Sunday, July 20, 2014

C# - Semaphore

Problem

Did you ever experience in writing a multithreaded program which actually spawn too many threads to process files? We have multi cores multi threads processor, but not multi thread disk. File processing are relying on the disk I/O, and the disk can only perform one operation at one time, unless you have multiple disks and every threads access to different disks, or using RAID0. When there are too many threads trying to read or write data into a single disk, it actually flood the disk command queue. The threads have to wait for their turn to access the data in the disk.

So, how can we actually prevent or limit the number of threads to access the disk? In today post, I will cover about how to use Semaphore to make all the threads to wait, and only allow a number of threads to access the disk.

Solution

Using Semaphore to control the threads.
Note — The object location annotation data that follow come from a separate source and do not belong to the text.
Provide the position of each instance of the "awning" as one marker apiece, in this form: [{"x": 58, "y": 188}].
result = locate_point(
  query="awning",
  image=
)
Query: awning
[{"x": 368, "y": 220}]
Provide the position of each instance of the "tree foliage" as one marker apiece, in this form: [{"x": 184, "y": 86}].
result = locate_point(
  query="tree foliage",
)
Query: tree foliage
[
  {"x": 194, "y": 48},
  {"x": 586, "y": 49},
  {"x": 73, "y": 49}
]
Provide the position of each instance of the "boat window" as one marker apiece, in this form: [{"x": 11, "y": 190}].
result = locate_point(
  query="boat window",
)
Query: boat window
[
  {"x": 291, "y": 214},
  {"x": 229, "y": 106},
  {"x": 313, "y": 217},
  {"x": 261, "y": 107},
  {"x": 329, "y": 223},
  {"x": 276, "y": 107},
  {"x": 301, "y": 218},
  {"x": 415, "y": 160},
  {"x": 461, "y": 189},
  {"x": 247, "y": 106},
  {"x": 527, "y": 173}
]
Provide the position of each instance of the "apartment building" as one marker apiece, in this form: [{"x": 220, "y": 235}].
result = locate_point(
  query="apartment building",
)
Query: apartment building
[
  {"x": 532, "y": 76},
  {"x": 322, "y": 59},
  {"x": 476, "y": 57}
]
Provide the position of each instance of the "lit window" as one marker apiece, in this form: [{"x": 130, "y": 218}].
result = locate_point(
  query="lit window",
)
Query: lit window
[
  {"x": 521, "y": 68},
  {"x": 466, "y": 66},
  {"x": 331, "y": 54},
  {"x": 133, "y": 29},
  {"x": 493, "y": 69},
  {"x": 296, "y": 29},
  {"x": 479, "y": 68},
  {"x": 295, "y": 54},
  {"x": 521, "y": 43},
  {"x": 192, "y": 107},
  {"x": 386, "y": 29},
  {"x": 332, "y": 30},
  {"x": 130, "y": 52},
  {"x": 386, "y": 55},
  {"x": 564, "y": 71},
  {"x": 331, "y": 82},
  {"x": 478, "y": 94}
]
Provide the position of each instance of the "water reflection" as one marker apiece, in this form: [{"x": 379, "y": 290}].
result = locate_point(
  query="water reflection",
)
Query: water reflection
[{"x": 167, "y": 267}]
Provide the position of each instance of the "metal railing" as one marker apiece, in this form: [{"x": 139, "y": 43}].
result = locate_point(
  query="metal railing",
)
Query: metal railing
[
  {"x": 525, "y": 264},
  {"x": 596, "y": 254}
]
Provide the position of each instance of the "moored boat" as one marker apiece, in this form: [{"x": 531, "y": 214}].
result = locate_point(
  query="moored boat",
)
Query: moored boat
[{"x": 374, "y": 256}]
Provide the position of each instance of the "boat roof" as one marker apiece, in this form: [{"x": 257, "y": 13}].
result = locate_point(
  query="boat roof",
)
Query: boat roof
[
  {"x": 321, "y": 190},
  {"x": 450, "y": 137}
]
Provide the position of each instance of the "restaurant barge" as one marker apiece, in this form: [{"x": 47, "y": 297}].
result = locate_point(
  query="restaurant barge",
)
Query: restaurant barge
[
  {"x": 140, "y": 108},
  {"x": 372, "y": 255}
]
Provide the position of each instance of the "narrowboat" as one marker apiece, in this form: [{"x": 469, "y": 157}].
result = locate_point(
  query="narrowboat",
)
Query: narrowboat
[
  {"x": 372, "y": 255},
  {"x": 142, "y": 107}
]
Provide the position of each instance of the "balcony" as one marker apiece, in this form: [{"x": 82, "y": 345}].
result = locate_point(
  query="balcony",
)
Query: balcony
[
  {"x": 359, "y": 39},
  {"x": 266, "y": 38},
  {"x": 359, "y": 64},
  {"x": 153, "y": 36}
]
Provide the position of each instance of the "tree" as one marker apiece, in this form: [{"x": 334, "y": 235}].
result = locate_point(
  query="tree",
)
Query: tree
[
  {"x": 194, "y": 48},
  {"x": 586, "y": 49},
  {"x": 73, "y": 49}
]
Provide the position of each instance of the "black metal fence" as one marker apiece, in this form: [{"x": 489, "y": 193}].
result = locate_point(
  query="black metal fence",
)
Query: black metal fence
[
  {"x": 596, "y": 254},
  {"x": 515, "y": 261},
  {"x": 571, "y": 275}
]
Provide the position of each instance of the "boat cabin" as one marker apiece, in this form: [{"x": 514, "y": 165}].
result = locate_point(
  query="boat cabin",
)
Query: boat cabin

You can configure a pool of thread that will be used by Semaphore, then using the WaitOne method to make all the threads to rendezvous at that point, then using Release method to release specific number of threads to continue the code execution.

The code example in this post is a file processor that limit a number of threads being used to process file. The following code actually limiting 2 threads to process 2 files at one time, and the maximum allowed thread count is base on number of logical processor you have.

private static Semaphore _semaphore;

static void Main(string[] args)
{
    //initialize the thread pool with the Semaphore constructor
    _semaphore = new Semaphore(2, Environment.ProcessorCount);

    InitializeFileSystemWatcher();

    Console.ReadKey();

}

When there are many files being dropped into a folder which is monitored by a file system watcher, only 2 files will be processed.

private static void watcher_Created(object sender, FileSystemEventArgs e)
{
    //when detected a file, spawn new thread to process it
    Task.Run(() =>
    {
        //threads rendezvous here
        _semaphore.WaitOne();

        ProcessFile(e.FullPath);

        _semaphore.Release();
    });

}

private static void ProcessFile(string filename)
{
    Console.WriteLine("[" + DateTime.Now.ToString("yyyy-MM-dd hh:mm:ss.fff") + "] Process file " + filename);
    Thread.Sleep(3000); //assume it takes 3 seconds to process a file

}

This is how the files being processed, take note at the time stamp, 2 files are being processed at one time only.



There is another way to play around with the Semaphore. You can initialize the Semaphore with 0 initial thread count. So that, all the threads wait, until you call Release method with parameter from the main thread to release the threads like below:

static void Main(string[] args)
{
    _semaphore = new Semaphore(0, Environment.ProcessorCount);

    InitializeFileSystemWatcher();

    while (true)
    {
        Console.ReadKey();
               
        //release 2 threads only
        _semaphore.Release(2);
    }
}

private static void watcher_Created(object sender, FileSystemEventArgs e)
{
    //when detected a file, spawn new thread to process it
    Task.Run(() =>
    {
        //threads rendezvous here
        _semaphore.WaitOne();

        ProcessFile(e.FullPath);
    });

}

Then, do you notice the behavior is like horse racing, all the horses wait for signal to start running? Though it only release 2 horses at one time. And, you cannot release more than number of horses that you have, you will get error.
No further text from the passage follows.